Completely white except for black tips on their wings, snow geese are famous for flying in their high altitude long diagonal lines or V-formations and sometimes fly 2,600 kilometers or more without stopping. During their flight down south, snow geese stop from time to time for up to a few days to feed and replenish their energy supplies. They often fly at night and call one another constantly to stay together and not get lost in the dark. On wintering grounds, Snow geese form massive flocks of several thousand birds and where their ranges overlap, they are often found in mixed flocks with other smaller geese. Flocks are typically very tightly bunched whether they are on land or sitting in the water.

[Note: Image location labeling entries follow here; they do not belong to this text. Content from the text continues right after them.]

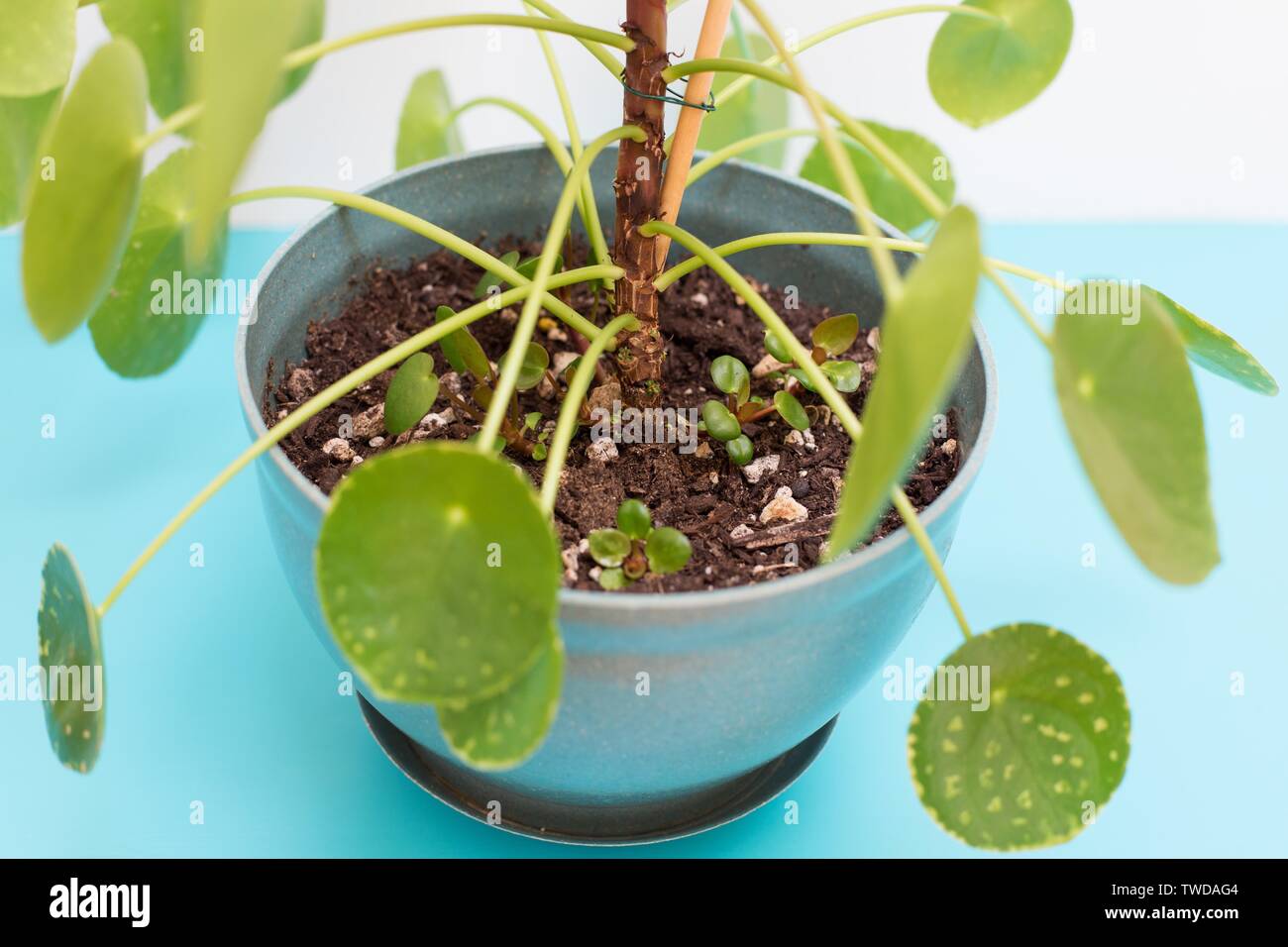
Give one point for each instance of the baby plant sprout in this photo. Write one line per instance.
(636, 549)
(428, 545)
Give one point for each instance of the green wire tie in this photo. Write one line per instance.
(671, 98)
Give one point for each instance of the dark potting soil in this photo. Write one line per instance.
(719, 506)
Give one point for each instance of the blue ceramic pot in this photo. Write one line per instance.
(735, 678)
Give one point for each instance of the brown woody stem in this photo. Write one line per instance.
(639, 192)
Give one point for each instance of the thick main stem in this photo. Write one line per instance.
(639, 192)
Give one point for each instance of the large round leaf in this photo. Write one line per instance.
(501, 732)
(22, 129)
(71, 656)
(923, 337)
(983, 69)
(237, 78)
(890, 198)
(162, 30)
(80, 217)
(1128, 402)
(38, 43)
(1033, 762)
(438, 574)
(156, 303)
(1212, 350)
(761, 107)
(426, 129)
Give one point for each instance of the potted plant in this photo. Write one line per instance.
(623, 706)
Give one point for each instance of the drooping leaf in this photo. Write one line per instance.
(634, 518)
(22, 129)
(81, 211)
(983, 69)
(536, 360)
(721, 423)
(668, 551)
(609, 547)
(890, 197)
(791, 411)
(166, 35)
(237, 77)
(462, 350)
(1212, 350)
(760, 107)
(411, 394)
(1034, 753)
(71, 656)
(38, 43)
(923, 338)
(426, 129)
(147, 320)
(1128, 402)
(438, 574)
(501, 732)
(490, 279)
(836, 334)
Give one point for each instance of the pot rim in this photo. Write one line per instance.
(588, 603)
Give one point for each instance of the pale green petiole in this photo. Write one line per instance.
(513, 364)
(803, 357)
(333, 393)
(429, 231)
(567, 424)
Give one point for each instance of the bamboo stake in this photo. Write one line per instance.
(715, 22)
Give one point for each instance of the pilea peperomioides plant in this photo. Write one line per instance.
(98, 235)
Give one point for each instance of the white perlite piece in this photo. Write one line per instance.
(339, 449)
(760, 467)
(601, 450)
(784, 508)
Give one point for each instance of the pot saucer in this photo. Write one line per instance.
(591, 825)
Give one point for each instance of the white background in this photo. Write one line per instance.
(1164, 108)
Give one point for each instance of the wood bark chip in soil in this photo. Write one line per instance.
(700, 493)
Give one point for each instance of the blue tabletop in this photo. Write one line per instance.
(219, 692)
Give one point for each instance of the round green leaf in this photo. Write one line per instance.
(438, 574)
(836, 334)
(845, 376)
(791, 411)
(1212, 350)
(720, 421)
(163, 33)
(729, 373)
(411, 394)
(71, 656)
(776, 348)
(760, 107)
(634, 519)
(80, 217)
(156, 304)
(501, 732)
(1128, 402)
(22, 131)
(38, 43)
(536, 360)
(923, 338)
(237, 77)
(983, 69)
(1026, 757)
(609, 547)
(741, 450)
(426, 129)
(668, 551)
(890, 197)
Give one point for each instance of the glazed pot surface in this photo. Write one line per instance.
(665, 696)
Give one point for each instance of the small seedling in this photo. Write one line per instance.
(636, 548)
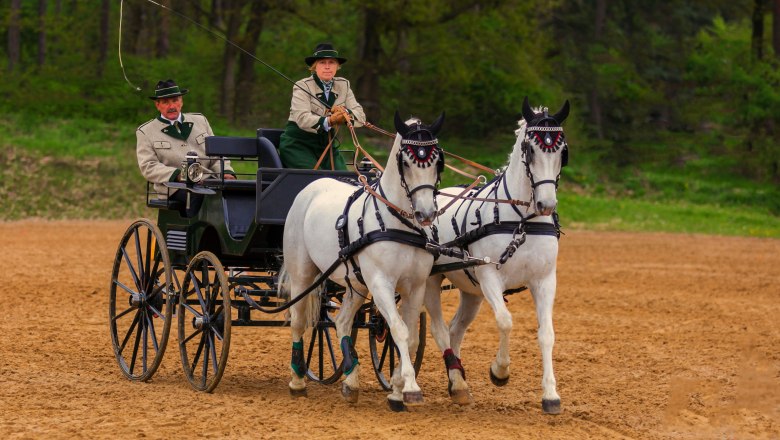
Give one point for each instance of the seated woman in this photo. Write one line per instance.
(310, 127)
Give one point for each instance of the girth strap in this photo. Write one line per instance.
(531, 228)
(395, 235)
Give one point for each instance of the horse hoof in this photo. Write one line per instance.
(551, 406)
(350, 395)
(396, 405)
(461, 397)
(298, 393)
(413, 398)
(497, 381)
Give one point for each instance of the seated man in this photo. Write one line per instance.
(163, 143)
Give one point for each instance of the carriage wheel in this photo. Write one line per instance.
(380, 341)
(204, 321)
(140, 300)
(323, 354)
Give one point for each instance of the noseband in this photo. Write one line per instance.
(551, 140)
(423, 153)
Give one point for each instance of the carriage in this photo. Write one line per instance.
(220, 269)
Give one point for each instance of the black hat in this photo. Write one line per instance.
(167, 89)
(322, 51)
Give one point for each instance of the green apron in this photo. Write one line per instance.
(301, 149)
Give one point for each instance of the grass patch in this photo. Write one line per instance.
(86, 168)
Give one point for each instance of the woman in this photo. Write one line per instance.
(311, 124)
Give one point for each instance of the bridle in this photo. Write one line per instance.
(549, 134)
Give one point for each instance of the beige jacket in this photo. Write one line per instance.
(308, 112)
(160, 155)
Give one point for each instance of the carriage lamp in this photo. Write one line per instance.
(191, 170)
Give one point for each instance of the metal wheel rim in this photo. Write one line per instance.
(139, 277)
(204, 295)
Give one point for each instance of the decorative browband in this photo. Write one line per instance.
(420, 143)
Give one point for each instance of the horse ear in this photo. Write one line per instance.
(400, 126)
(436, 126)
(563, 113)
(528, 112)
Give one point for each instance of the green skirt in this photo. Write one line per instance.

Snow geese establish colonies of hundreds of thousand nesting pairs far enough north to be out of range of animals like stoats, weasels, foxes, wolverines and wolves. Their main predator they have to worry about is the Arctic fox but the geese outfox (no pun intended…maybe a little intended!) them through sheer numbers. At the nesting sites, there are so many eggs and chicks that Arctic foxes can feast on them but even though the foxes have their fill, there are plenty of young Snow geese remaining to carry on the species. Four out of five chicks are already fledgling by the end of summer.

Adult snow geese stuff themselves with roots of bulrushes during the summer and the young eat the tender tips of marsh grass leaves. They eat fast so they have enough stored energy for the long journey south and because the grass and leaves they eat have relatively little food energy they have to eat a lot. Their food is digested very quickly and the geese defecate almost as fast as they eat.